Tag Archives: science

Ironic debunking

Who Will Debunk The Debunkers? Daniel Engber asks in a fascinating piece at fivethirtyeight. He tells the story of “meta-skeptic” Dave Sutton, who has made it his specialty to doubt other doubters’ explanations. The first few paragraphs, about iron, prove the point that a good debunking is often too clever. Likewise with Semmelweis – the received version is probably too simple. Finally, Sutton comes off as somewhat of a megalomaniac when it comes to his work about Darwin, providing yet another layer to the story.

Ragnar Frisch on economic planning

Ragnar Frisch in the early 1960’s had high hopes for future Soviet economic development:

The blinkers will fall once and for all at the end of the 1960s (perhaps before). At this time the Soviets will have surpassed the US in industrial production. But then it will be too late for the West to see the truth. (Frisch 1961a)

That is from an article by Sæther and Eriksen in the new Econ Journal Watch. The paper contains much more than this angle.

It must be said that it was quite common for economists at the time to believe that the Soviet Union had a sustainable system. For instance Paul Samuelson, who repeatedly pushed his predictions for when the American GNP would be overtaken by the Soviet GNP further into the future. If anyone knows about any modern Norwegian debate about this, I would be interested to learn about it.

H/t: MR, Arnold Kling.

 

 

“Oslo is the cradle of rigorous causal inference”

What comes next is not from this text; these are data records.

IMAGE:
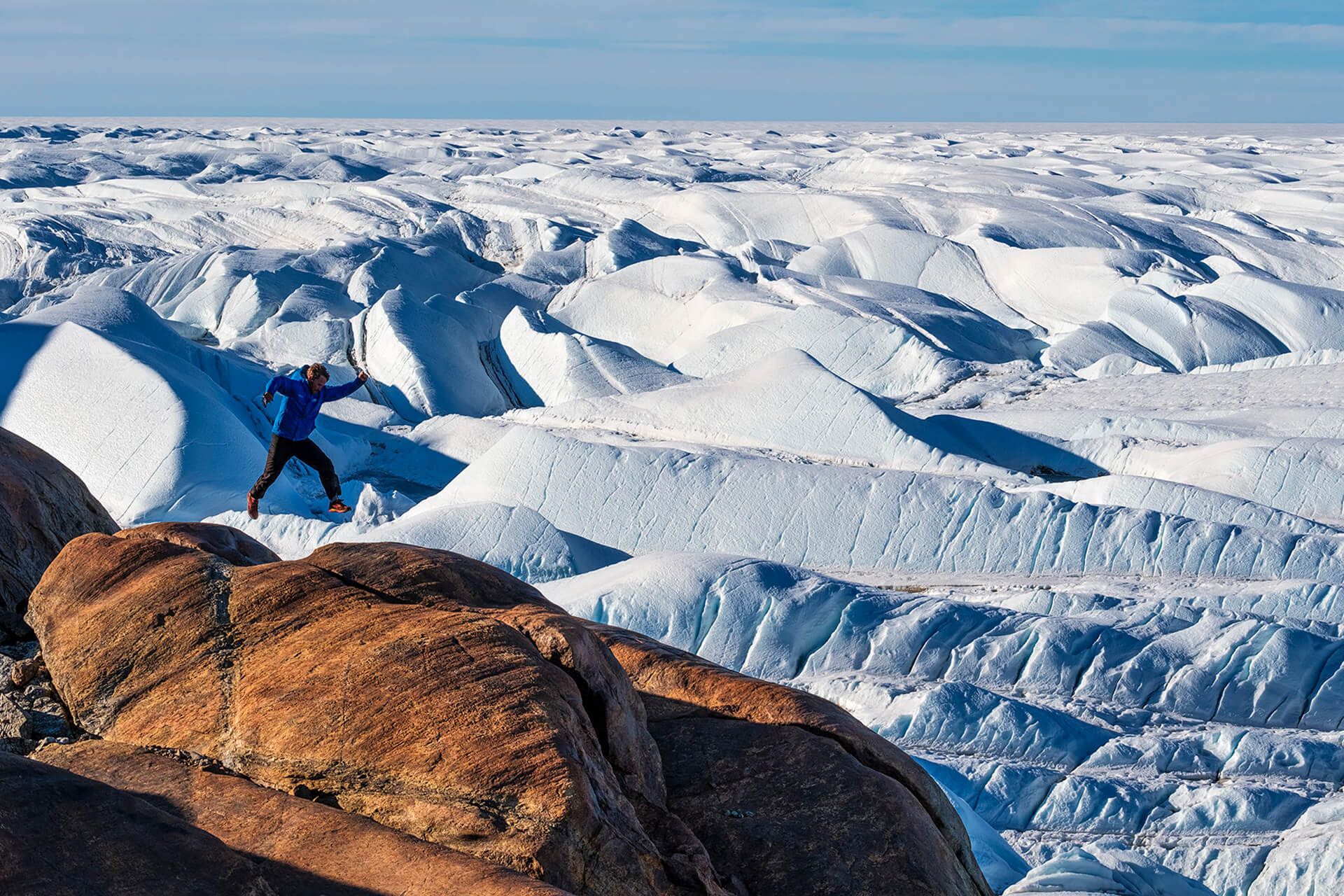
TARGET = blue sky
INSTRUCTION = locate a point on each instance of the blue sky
(692, 59)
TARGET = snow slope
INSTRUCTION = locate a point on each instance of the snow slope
(1027, 447)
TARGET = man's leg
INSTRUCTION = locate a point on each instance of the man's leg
(281, 450)
(314, 457)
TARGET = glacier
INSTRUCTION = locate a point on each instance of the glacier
(1025, 445)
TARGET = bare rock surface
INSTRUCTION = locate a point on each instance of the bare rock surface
(64, 834)
(42, 507)
(454, 703)
(302, 846)
(238, 548)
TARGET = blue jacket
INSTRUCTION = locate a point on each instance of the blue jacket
(298, 413)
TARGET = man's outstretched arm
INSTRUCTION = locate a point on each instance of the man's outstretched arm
(346, 388)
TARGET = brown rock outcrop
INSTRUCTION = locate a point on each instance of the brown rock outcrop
(42, 507)
(444, 699)
(442, 722)
(302, 848)
(62, 834)
(227, 543)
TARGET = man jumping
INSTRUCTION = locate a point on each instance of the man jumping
(302, 393)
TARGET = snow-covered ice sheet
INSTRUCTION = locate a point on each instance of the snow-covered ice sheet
(1026, 447)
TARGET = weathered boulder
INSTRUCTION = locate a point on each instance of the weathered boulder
(227, 543)
(448, 700)
(42, 507)
(302, 848)
(62, 834)
(444, 722)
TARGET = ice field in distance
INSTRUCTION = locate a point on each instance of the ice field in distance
(1025, 445)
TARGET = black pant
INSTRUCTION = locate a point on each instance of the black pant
(281, 450)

Those are the words of James Heckman, from a lecture (slides, paper) at the University of Oslo last week. In particular, it is Trygve Haavelmo’s 1943 paper The statistical implications of a system of simultaneous equations (pdf) that gets the honor of being “the first rigorous treatment of causality”. A summary:

Heckman 2013 Haavelmos contributions to causality

According to Heckman, Haavelmo built on Marshall’s general idea of ceteris paribus to define fixing (“an abstract operation that assigns independent variation to the variable being fixed (p. 8)”), that is to be distinguished from classical statistical conditioning (“a statistical operation that accounts for the dependence structure in the data (p. 8)”). This fixing occur hypothetically, thus causality becomes defined in terms of thought experiments, along the earlier thoughts of Ragnar Frisch. In Heckman’s words: “Causal effects are not empirical statements or descriptions of actual worlds, but descriptions of hypothetical worlds obtained by varying – hypothetically – the inputs determining outcomes. (pp. 2-3)”. 

Much of the lecture and paper is a polemic against Pearl’s do-calculus. Those interested in that debate can read Heckman and Pinto’s paper and Pearl’s comments on it, watch a conference discussion they had last year, or read stuff that more able people than me have blogged about before. Not debatable, though, is that Heckman knows to please his hosts.

Measurement is about learning and improvement, not control

Chris Blattman rants against the resistance to trying to estimate cost-effectiveness that he has encountered in the aid world. One thing he writes about is the “we do not experiment on people” argument (counter: there are always some who gets the stuff and some who do not).

Another expression of reluctance to measurement that I have encountered is: “We understand that we should be held accountable to donors, but why the need for such tight control? Don’t they trust us?” But this gets wrong the rationale for measuring, which primarily is to learn about the effects of what we do in order to do it better. Even if you are not accountable to anyone, measurement may help you learn what you do best and to improve.